Severe infection stimulates the release of both mature and immature neutrophils via emergency granulocyte maturation. Immature neutrophils have decreased phagocytic abilities and a reduced capacity for oxidative burst. Elevated levels of immature neutrophils and increased production of neutrophil extracellular traps (NETs) are directly linked to clinical deterioration. NETs are designed to trap various microbial pathogens, including bacteria, viruses, fungi, protozoa, and parasites. Chemokines, cytokines, and platelet agonists trigger the production and release of NETs. Increased NETs are associated with hypercoagulability and endothelial dysfunction.[14] The immune response to infection includes cellular and chemical mediators that lead to the activation of other components, and inactivation occurs via counterregulatory processes to restore homeostasis after the resolution of the acute phase of infection. Derangement of this process results in organ dysfunction and sepsis. Multifactorial systemic derangements, including increased vascular permeability, decreased organ perfusion, and hypercoagulability secondary to increased leukocyte adhesion and endothelial and platelet dysfunction cause organ dysfunction in sepsis. Decreased tissue perfusion leads to tissue hypoxia and cellular and mitochondrial dysfunction, which can persist even after restoring adequate tissue perfusion.[15]

Managing sepsis and septic shock requires the collaborative effort of healthcare professionals such as physicians, nurses, patient care technicians, and pharmacists, among others, to enhance patient-centered care and improve outcomes. Early identification of sepsis and treatment with antimicrobial therapy is the most effective intervention that decreases in-hospital mortality in patients with sepsis.

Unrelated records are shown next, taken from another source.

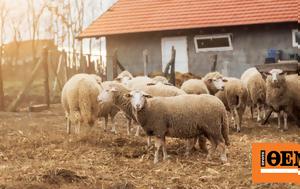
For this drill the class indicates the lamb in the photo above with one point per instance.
(195, 86)
(139, 82)
(110, 96)
(234, 98)
(283, 94)
(160, 79)
(124, 77)
(160, 90)
(256, 87)
(182, 77)
(107, 109)
(79, 100)
(115, 94)
(183, 116)
(210, 84)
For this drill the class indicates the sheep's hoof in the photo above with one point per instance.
(167, 157)
(208, 157)
(113, 131)
(187, 154)
(223, 158)
(156, 161)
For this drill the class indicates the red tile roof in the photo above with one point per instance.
(131, 16)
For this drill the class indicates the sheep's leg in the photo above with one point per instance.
(236, 119)
(212, 149)
(105, 123)
(202, 144)
(113, 129)
(68, 125)
(137, 133)
(264, 112)
(240, 119)
(148, 141)
(190, 143)
(232, 117)
(285, 127)
(279, 120)
(258, 113)
(223, 156)
(128, 126)
(77, 129)
(164, 148)
(158, 144)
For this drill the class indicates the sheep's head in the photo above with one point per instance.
(217, 83)
(106, 95)
(138, 99)
(124, 80)
(275, 76)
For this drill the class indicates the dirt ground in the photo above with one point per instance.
(36, 153)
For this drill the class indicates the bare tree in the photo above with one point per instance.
(3, 15)
(34, 16)
(16, 24)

The diagnosis of sepsis can be complex due to the broad differential diagnosis, which requires a combination of clinical evaluation, vital signs, and laboratory data using various screening tools such as SIRS, qSOFA, SOFA, NEWS, and MEWS. A laboratory workup, including CBC, chemistry panel, LFTs, and biomarkers such as blood lactate, is essential for diagnosis, risk stratification, and prognosis of sepsis. The SOFA score is used to define sepsis and has diagnostic and prognostic value. Evaluation for the source of infection, severity assessment, treatment and prevention of hypotension, intravenous fluids, vasopressors, antibiotics, and infection source control are essential in managing patients with suspected sepsis. Healthcare professionals should be aware of the complexity and potential outcomes involved in caring for septic patients. They should engage in interprofessional communication and care coordination to enhance team performance and patient safety. Thorough understanding of laboratory evaluations of sepsis can better aid the healthcare team in delivering patient care promptly and improving patient outcomes.